The Chapelle Royale of Versailles itself is part of the performance. I’ve been to concerts in this oppulent hall, and I can attest that the recording team have caught the flattering acoustic just right: warm without turning to soup. You hear the bloom around the choir without losing the words. Dumestre exploits the space rather than fighting it. The big homophonic choruses ring out, then the chamber-scaled airs pull you right up close. This serves the “affekt” driven architecture of the music to great effect.
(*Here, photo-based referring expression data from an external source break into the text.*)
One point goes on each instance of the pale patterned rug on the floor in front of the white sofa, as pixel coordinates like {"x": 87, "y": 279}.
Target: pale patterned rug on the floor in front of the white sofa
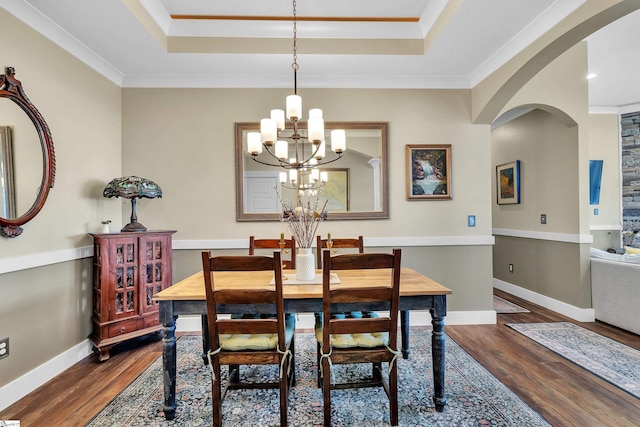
{"x": 612, "y": 361}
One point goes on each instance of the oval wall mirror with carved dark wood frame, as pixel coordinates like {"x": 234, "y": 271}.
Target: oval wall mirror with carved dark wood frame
{"x": 27, "y": 160}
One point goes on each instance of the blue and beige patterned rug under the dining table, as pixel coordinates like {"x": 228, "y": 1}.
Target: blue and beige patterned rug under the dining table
{"x": 474, "y": 396}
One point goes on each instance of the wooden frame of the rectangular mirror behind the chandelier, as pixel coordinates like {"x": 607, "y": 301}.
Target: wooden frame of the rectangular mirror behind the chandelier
{"x": 242, "y": 216}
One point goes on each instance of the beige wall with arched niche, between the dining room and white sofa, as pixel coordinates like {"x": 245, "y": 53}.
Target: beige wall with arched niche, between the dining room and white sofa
{"x": 553, "y": 145}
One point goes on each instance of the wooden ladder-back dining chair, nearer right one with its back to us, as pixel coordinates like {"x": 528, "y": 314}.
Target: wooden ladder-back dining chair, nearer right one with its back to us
{"x": 368, "y": 339}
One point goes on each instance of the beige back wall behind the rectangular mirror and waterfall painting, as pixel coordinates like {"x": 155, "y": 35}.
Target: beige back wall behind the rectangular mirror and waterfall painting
{"x": 183, "y": 139}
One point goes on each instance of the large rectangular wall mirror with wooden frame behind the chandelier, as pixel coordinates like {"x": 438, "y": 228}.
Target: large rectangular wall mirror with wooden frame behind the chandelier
{"x": 357, "y": 186}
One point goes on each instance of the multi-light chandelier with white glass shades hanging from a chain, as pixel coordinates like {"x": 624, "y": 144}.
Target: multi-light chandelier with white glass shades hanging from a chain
{"x": 274, "y": 138}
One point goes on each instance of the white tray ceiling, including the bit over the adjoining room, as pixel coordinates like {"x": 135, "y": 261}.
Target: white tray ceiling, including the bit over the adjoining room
{"x": 355, "y": 43}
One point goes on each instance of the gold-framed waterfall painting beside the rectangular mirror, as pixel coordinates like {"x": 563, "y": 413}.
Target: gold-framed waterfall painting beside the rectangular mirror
{"x": 429, "y": 172}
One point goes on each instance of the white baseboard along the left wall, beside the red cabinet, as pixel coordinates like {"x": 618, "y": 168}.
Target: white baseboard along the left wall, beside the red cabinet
{"x": 20, "y": 387}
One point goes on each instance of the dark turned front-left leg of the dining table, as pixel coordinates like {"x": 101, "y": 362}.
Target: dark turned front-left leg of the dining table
{"x": 169, "y": 358}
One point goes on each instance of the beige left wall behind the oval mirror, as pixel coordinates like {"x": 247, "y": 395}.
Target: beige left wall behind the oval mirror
{"x": 47, "y": 310}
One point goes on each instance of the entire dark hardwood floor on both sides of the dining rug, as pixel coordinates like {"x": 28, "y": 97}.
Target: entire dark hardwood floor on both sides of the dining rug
{"x": 565, "y": 394}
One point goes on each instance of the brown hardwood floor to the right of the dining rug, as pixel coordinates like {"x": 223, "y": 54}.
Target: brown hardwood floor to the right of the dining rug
{"x": 558, "y": 389}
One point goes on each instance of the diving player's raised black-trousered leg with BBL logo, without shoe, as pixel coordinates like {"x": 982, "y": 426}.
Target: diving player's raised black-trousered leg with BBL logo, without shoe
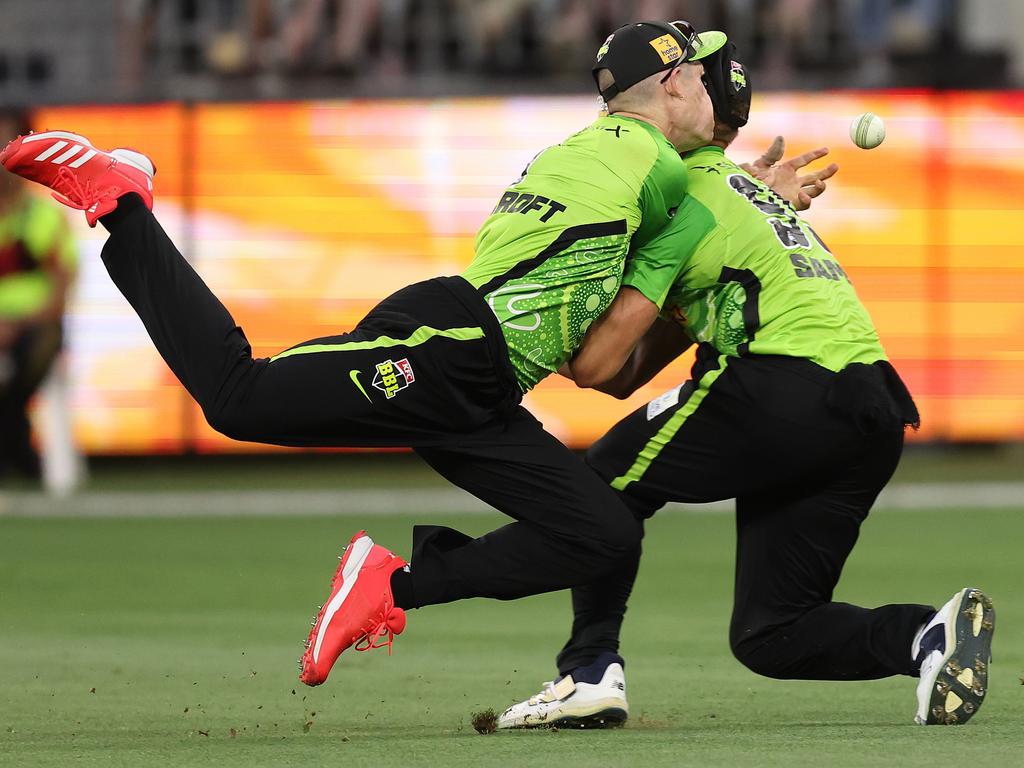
{"x": 387, "y": 383}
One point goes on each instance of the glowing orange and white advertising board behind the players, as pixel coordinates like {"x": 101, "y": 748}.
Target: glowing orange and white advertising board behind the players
{"x": 301, "y": 217}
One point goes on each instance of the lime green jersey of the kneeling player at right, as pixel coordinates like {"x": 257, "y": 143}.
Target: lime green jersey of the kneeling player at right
{"x": 753, "y": 277}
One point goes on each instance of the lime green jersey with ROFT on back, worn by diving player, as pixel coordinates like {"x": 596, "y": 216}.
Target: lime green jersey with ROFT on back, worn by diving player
{"x": 550, "y": 259}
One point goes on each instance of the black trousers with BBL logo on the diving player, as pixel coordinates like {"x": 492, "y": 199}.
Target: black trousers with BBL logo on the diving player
{"x": 429, "y": 369}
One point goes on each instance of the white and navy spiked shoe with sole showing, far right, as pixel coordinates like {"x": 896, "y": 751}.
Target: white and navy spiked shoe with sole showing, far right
{"x": 956, "y": 651}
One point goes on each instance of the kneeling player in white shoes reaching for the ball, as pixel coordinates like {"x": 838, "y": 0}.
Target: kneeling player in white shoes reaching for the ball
{"x": 794, "y": 411}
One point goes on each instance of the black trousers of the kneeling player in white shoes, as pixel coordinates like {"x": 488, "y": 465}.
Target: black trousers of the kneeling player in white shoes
{"x": 805, "y": 453}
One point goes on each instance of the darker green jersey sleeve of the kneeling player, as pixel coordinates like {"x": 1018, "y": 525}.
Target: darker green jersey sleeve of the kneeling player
{"x": 655, "y": 268}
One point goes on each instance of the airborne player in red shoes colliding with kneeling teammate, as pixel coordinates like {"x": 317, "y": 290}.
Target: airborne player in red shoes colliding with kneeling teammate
{"x": 441, "y": 366}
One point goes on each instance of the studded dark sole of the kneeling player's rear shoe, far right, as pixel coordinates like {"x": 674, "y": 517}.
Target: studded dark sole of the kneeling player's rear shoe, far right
{"x": 962, "y": 681}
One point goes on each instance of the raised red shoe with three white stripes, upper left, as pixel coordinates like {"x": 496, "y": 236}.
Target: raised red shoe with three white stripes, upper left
{"x": 80, "y": 176}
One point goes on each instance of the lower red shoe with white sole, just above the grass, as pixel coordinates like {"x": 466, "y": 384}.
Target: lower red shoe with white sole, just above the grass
{"x": 361, "y": 610}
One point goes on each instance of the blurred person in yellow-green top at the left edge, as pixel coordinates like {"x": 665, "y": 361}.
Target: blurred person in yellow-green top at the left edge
{"x": 37, "y": 264}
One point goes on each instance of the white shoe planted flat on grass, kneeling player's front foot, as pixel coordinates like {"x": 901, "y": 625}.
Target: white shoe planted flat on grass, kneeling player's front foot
{"x": 571, "y": 704}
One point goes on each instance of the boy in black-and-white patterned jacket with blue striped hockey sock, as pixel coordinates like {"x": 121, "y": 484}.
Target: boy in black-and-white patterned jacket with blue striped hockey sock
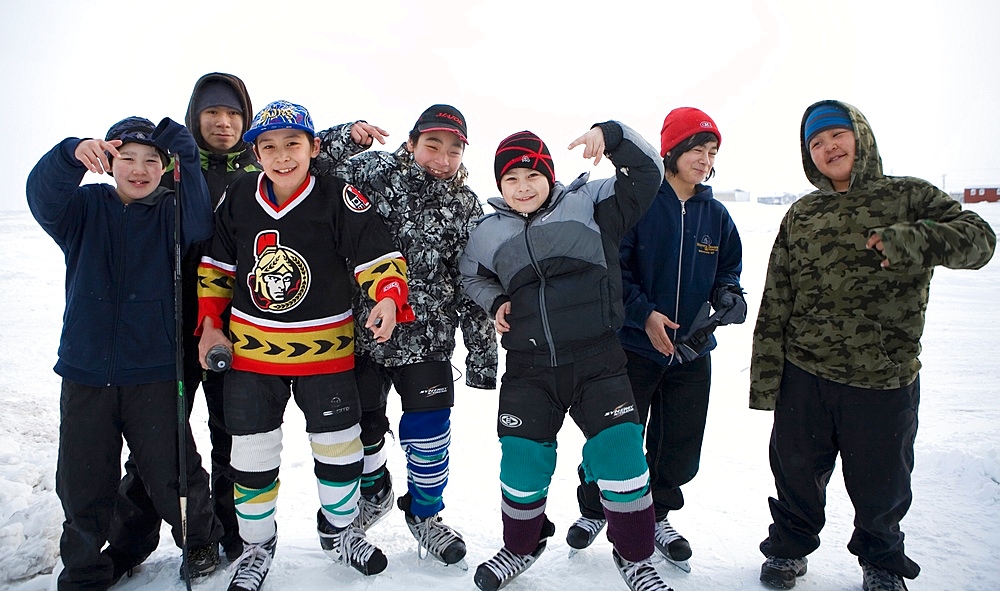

The album notes offer the program as “A Musical Entertainment” for Saint Cecilia’s Day, with an engaging history of how that day was celebrated in Purcell’s time. And so we have a short work by John Blow as an overture to the proceedings. Blow was Purcell’s teacher, the man who handed over Westminster Abbey to his pupil… and then took it back when Purcell died young. His “Welcome Every Guest” is billed as a first recording of its original version, from manuscripts in the British Library. So a bit of a scoop. It’s an ode built over a long ground bass that starts on theorbo and gathers weight as the strings join in. It is a quietly hypnotic thing, and putting it next to the Purcell makes the family resemblance impossible to miss.
Favorite Moment
This Purcell is a celebratory work, and the memorable moments are uptempo and indeed bright. But I always find that the big tenor/alto duet leading towards the finale is the heart of the matter. “In vain the Am’rous flute” begins and ends with lovely recorder duet ritornellos (the flute of Purcell’s day); and then the tender, warmly intertwining voices (tenor and counter-tenor here) conjure a magical “affekt” that affirms the enchantment of the listener, overcome by celestial music. The sweetly sinuous lines of the recorders and voices drooping and rising together in the midst of the surrounding pageantry is a Purcell masterstroke. If you were going to just listen to one one movement to represent the strengths of this performance, this would be it.
Further Listening
Paul McCreesh, Ode for St. Cecilia’s Day 1692 (Archiv, 1995). A benchmark for enthusiasm and sheer voltage. McCreesh’s trumpets are bolder and his opening Symphony more irrepressible than Dumestre. Charles Daniels is electric in the high tenor solos. If you want St. Cecilia at full throttle, this is the one, though the sound is not near so nice as Versailles.
Philippe Herreweghe, Purcell: Odes for St Cecilia’s Day (Harmonia Mundi, 1998). Mellower and a touch more elegant than the others, with Mark Padmore among the soloists. A good choice if Dumestre’s brisk sparkle is not quite your taste and you want the music to glow rather than crackle.